Sir John Kerr, the Governor-General (head of state) who dismissed Whitlam as prime minister on November 11, 1975, and later in the day the Australian parliament, resigned from his post on July 11, 1977. His replacement, Sir Zelman Cowen, was announced publicly by Prime Minister Malcolm Fraser on July 14, 1977. The US operation to replace Kerr with Cowen had been under way already for several months.

According to Cowen’s autobiography, published in 2006, he had been telephoned by Fraser “late in April 1977…to come to Canberra to dine with the Prime Minister, Malcolm Fraser. I did not know him well; we had spoken at length on only one occasion, during an interstate flight”. In Cowen’s published version, he “had no specific idea of his purpose. After dinner we went into his syudy. He told me that the Governor-General, Sir John Kerr, intended to resign, and he, Malcolm Fraser, wished to advise the Queen to appoint me as Sir John’s successor…What ultimately led to my appointment as Governor-General I cannot know but the fact that I was well known through my speaking engagements and appearances on radio and television might have been a factor.”

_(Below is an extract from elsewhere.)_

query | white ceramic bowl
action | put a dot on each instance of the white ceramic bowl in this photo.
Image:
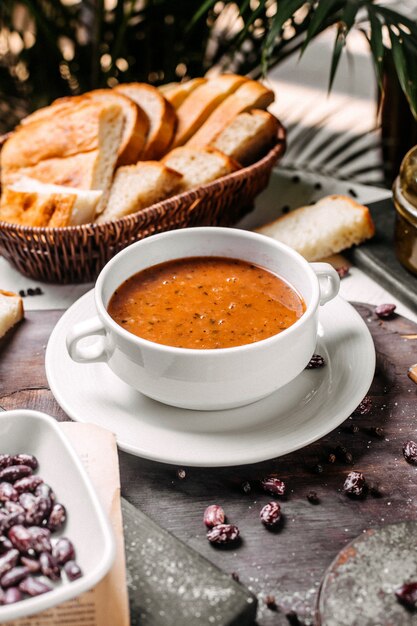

Cowen was dissembling. Fraser’s version was quite different. At a private meeting with Fraser, then retired, in December 2014, he said he had not met Cowen and knew next to nothing about him. He remembered that Cowen had amused him with his displays of self-importance and vanity after he had been appointed.

Fraser was speaking with me in an interview which, we had agreed in advance, was strictly confidential. The appointment had been his choice, Fraser said, but not his idea. He knew the source, he intimated, but refused to reveal it. From the context of his following remarks, I understood Fraser to be identifying the US Embassy.

Taking into account what had just happened between Kerr, Whitlam and Fraser himself, what security and loyalty checks had Fraser done on Cowen before their April dinner, I asked. None, Fraser replied. In Fraser’s memoirs, published in 2010, Fraser made no mention of Cowen at all. Malcolm Fraser | Book by Margaret Simons | Official Publisher Page | Simon & Schuster AU

Fraser died three months after our interview on March 20, 2015. The confidentiality of our conversation ended then. Cowen had died on December 8, 2011.

On June 10, 2017, I filed a US Freedom of Information Act request in Washington for “all State Department records, including cables from US Embassy Canberra, US Consulate Sydney, US Consulate Melbourne; records of the State Department Bureau of East Asian and Pacific Affairs (EAP) and its subdivisional offices; the Office of Policy Planning; and USAID. — all records, including embassy and consulate cables, reports, and memoranda of conversation covering State Department officials’ contacts and communications with Zelman Cowen and/or assessments of Zelman Cowen, prior to his appointment as Governor-General of Australia; during his term in office; and subsequently to the end of the year 1982.The subject matter of the records includes everything communicated between State Department officials and Zelman Cowen and his office, including telephone-calls and faxes, meetings, and written correspondence; and all records of State Department officials reporting on and assessing Zelman Cowen’s significance for US interests, as evaluated by the officials concerned. Time period for search and retrieval: 01/01/1972 to 12/31/1982.”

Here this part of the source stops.